Sie halten für den Menschen und seine Verwandten und Vorfahren vielmehr den Aspekt der energetischen Qualität neu erschlossener Nahrungsquellen dagegen.

Denn deren Zahl und Breite wuchs auch mit der Entwicklung "extraoraler Verarbeitungsmethoden" - vulgo: durch Kochen und Grillen. Solche Kulturtechniken erschlossen Menschen Nahrungsquellen, die ihnen sonst verschlossen geblieben wären. Koch- und Bratvorgänge sind letztlich Formen einer Vorverdauung, die uns Nährstoffe erschließt, die wir mit körpereigenen Mitteln nicht oder nur erheblich schwerer verarbeiten könnten. So ziehen wir auch aus gekochter pflanzlicher Nahrung leichter und mehr Energie als aus Rohkost.

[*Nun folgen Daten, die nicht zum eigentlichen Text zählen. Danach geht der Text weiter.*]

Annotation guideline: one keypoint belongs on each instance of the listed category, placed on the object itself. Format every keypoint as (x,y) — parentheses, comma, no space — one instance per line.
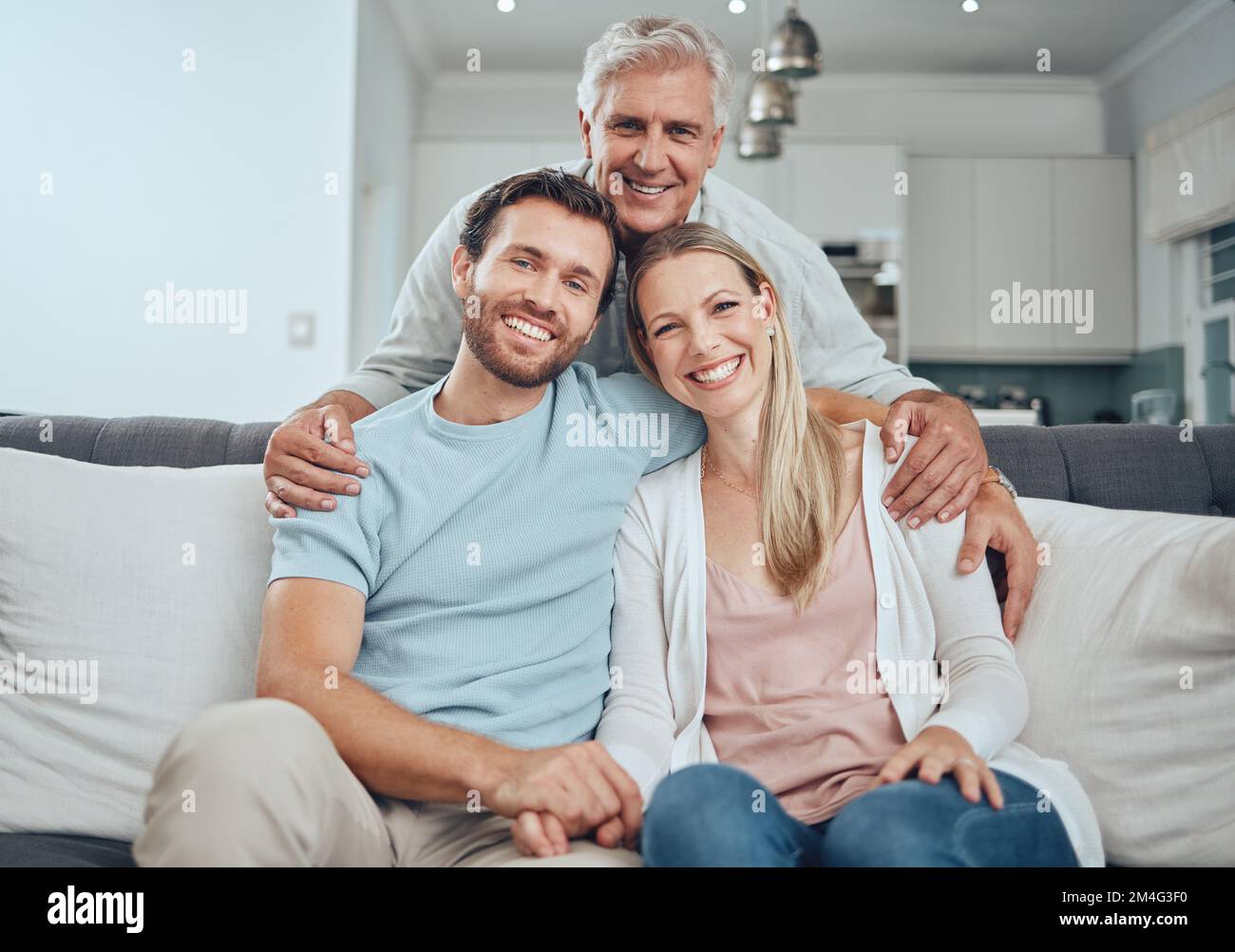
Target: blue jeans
(711,814)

Der zunehmend erfindungsreiche Mensch verfügte also nicht nur über ein immer größeres Gehirn, sondern auch über zunehmend effektivere Methoden der Nährstoffgewinnung. Was da Auslöser und was Wirkung war, steht wieder auf einem ganz anderen Blatt - und dürfte nun, mit Beginn der Grillsaison, die Diskussionen unter Steak-Schwenkern beleben.

Die Studie ist im Fachmagazin BioMed Research International erschienen.